Dynamometers are tools used for force measurements, and can also be referred to as dynamometers, dynometers, or simply dynos. These machines gather data about the horsepower of an engine by measuring the revolutions per minute (RPM) or torque of the flywheel or crankshaft within an engine. They obtain this information by transforming the torque force into an electrical signal that they can convert into a readable measurement. Dynamometers can be utilized to run separate tests on engines and vehicles. Therefore, they are used extensively in applications such as engine rebuilding, and the diagnostics, design, and manufacturing of automobiles and high-performance vehicles.

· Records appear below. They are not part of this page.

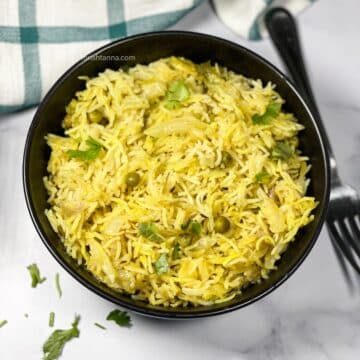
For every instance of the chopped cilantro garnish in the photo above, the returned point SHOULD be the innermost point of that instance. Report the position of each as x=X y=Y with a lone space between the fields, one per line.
x=262 y=177
x=122 y=318
x=161 y=264
x=185 y=225
x=150 y=231
x=193 y=226
x=3 y=323
x=54 y=345
x=100 y=326
x=51 y=319
x=281 y=151
x=57 y=284
x=35 y=275
x=176 y=252
x=90 y=154
x=176 y=93
x=272 y=111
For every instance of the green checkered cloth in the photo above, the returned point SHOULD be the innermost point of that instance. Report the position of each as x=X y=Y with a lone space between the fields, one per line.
x=40 y=39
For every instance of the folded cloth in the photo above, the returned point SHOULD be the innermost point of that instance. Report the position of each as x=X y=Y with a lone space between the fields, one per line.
x=245 y=17
x=40 y=39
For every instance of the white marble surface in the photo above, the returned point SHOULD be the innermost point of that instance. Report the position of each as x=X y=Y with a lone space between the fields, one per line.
x=311 y=316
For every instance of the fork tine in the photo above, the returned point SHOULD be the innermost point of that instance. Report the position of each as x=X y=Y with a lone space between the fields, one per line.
x=347 y=236
x=344 y=248
x=355 y=230
x=342 y=262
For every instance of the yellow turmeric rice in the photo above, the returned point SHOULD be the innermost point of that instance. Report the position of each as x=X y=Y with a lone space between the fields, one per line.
x=177 y=183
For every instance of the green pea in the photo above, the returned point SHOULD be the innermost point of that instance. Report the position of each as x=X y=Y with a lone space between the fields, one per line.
x=95 y=116
x=132 y=179
x=222 y=225
x=226 y=159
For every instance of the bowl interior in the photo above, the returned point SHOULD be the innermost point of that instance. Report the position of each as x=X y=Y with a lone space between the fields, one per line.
x=144 y=49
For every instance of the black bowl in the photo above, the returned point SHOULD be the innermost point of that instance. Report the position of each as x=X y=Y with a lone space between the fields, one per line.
x=144 y=49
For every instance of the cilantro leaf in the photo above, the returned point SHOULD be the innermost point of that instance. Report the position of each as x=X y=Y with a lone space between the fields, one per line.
x=161 y=264
x=281 y=151
x=176 y=252
x=54 y=345
x=57 y=284
x=195 y=227
x=3 y=323
x=185 y=225
x=262 y=177
x=122 y=318
x=90 y=154
x=35 y=275
x=176 y=93
x=271 y=112
x=150 y=231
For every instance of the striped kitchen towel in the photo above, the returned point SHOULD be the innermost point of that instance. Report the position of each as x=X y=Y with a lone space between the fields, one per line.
x=40 y=39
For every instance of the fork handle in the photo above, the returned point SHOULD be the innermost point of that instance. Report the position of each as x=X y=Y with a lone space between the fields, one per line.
x=282 y=28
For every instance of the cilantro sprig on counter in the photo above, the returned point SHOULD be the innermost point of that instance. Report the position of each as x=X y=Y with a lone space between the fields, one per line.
x=54 y=345
x=57 y=284
x=121 y=318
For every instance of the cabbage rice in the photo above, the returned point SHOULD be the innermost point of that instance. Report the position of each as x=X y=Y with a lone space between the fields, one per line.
x=177 y=183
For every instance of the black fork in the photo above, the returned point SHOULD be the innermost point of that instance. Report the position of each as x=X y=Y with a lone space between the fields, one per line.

Engine dynamometers are one of the main types of dynamometers, the other being chassis dynamometers. The measurement methods of engine dynamometers and chassis dynamometers differ, however. Chassis dynamometers can often be lower in their measurements by 15-20%, due to the machine losing energy in the process. However, engine dynamometers take information straight from the engine and utilize a few analogue dials and gauges, although a computer calculates the final measurement. In turn, engine dynamometer tests tend to produce more accurate and repeatable results and are not prone to inefficiencies the same way as chassis dynamometers. The basic concept of engine dynamometers is simplistic. However, it takes a great deal of careful design and engineering in order to fabricate an engine dynamometer that is reliable and user friendly while maintaining repeatable and accurate results. Engines are powerful machines that can be dangerous if misused, and thus the dynamometers that are used alongside them must also be safe to handle. Engine dynamometers are programmed to have a high overload capacity and to operate under harsh operating conditions. Their advantages include portability, a fast response, a low amount of inertia, and have regenerative features that can greatly reduce energy costs.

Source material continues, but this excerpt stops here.